What we are trying to do with VLDS, using shared data to improve policy recommendations and help all Virginians find the level of excellence they seek in their lives, is a challenging endeavor because sharing can be scary, or at least uncomfortable. There is always discomfort in the unknown. Within our agencies we get to know our data pretty well. We understand its context, provenance, and limits. We have a sense of what it can do. When we share data with other agencies, especially through sharing only de-identified data consistent with our privacy promise, state, and federal law, there is no telling what we might learn. The worst possibility being that long-held policy initiatives might be producing exactly the wrong results. Or that we’ve spent five times more money than needed to accomplish the same outcome. While we have not uncovered such results, we recognize these findings are possible. If they exist, we hope to find them and develop alternatives.

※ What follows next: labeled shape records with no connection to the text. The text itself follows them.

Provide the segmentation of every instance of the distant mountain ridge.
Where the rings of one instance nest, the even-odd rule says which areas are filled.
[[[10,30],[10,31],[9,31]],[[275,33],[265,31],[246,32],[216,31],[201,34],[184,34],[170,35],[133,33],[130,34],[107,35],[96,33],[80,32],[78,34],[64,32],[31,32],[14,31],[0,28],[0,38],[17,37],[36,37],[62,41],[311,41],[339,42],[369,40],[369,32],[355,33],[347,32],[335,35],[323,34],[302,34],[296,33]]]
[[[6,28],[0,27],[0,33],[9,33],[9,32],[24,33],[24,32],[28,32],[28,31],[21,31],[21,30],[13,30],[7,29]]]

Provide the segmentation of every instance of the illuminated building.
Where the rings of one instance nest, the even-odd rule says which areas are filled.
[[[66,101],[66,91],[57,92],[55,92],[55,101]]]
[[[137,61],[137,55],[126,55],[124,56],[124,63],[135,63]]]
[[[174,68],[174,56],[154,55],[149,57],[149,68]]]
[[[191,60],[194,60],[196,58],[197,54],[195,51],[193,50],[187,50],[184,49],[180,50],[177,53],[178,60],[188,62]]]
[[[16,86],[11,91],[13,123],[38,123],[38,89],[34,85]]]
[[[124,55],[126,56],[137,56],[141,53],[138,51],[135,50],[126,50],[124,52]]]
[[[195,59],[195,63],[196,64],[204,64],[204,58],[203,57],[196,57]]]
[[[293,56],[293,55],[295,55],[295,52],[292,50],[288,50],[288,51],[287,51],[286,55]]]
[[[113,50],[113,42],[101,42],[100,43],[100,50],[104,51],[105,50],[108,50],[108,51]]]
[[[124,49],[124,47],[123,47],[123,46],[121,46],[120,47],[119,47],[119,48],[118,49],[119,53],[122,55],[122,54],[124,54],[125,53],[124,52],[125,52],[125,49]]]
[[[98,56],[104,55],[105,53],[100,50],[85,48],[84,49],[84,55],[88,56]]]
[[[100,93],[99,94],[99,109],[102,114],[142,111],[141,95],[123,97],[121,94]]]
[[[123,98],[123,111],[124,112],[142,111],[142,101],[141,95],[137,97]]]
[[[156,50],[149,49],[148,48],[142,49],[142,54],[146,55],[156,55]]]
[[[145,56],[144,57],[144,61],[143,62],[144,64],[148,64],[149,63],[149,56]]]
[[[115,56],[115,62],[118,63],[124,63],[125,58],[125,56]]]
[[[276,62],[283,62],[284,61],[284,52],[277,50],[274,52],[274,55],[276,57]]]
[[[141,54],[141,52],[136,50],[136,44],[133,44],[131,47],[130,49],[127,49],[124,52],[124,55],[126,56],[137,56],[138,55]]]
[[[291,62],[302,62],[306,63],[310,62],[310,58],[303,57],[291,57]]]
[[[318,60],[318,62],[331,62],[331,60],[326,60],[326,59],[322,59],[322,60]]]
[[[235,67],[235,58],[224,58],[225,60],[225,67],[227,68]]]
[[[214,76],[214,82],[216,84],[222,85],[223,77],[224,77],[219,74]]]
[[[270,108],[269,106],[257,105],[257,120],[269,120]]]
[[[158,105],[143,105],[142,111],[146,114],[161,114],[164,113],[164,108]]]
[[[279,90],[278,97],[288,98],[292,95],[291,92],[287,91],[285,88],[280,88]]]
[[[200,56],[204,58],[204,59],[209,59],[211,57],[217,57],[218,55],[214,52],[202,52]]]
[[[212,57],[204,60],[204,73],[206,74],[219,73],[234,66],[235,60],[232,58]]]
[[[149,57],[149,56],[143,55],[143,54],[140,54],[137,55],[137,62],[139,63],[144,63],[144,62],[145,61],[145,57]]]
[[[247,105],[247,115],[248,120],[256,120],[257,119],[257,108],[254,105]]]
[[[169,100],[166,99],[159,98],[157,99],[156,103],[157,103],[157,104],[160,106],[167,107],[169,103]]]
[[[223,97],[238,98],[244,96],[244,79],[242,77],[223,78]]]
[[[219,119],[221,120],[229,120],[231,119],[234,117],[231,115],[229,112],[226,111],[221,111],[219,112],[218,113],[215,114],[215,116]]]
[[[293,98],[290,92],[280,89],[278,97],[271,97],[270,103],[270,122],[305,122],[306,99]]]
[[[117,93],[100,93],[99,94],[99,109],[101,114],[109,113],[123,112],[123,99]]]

Those are big scary things. On a smaller scale we might learn that we have been measuring the wrong things. We actually assume this to be the case to some degree and that is why we are sharing data, to improve what we are measuring. None of us want to learn that the things we have historically measured or counted just don’t matter. The numbers might look good on paper and seem like they make sense, but could still be wrong. We are open to this, we challenge ourselves to learn these things, but it just isn’t always comfortable.
The important thing is that we are actively looking. We are up to the challenge. We are also pushing to expand our knowledge of the data. Our self-imposed deadlines for our first suite of reports that will expand the understanding of our shared data and the citizen interactions across agencies has come and gone. The reason for this is simple – we are learning more and more about the differences in the agencies and how they collect and define data. There are also challenges in how we think about merging academic year data with fiscal year data. And dozens of other trivial challenges that become less trivial across millions of records. Each new iteration brings closer to the final. It is exacting work requiring patience and a willingness to grasp tedious complexity.
Finally, understanding why something is what it is takes time. When we run across something that doesn’t fit our expectations, we have to investigate. We spend hours tracing aggregations back to their source calculations, running models to find the flaw or verify what surprised us. Its detective work and fun. We’re learning every single time we work with the data. This is what we are about – learning. And trying to make a difference.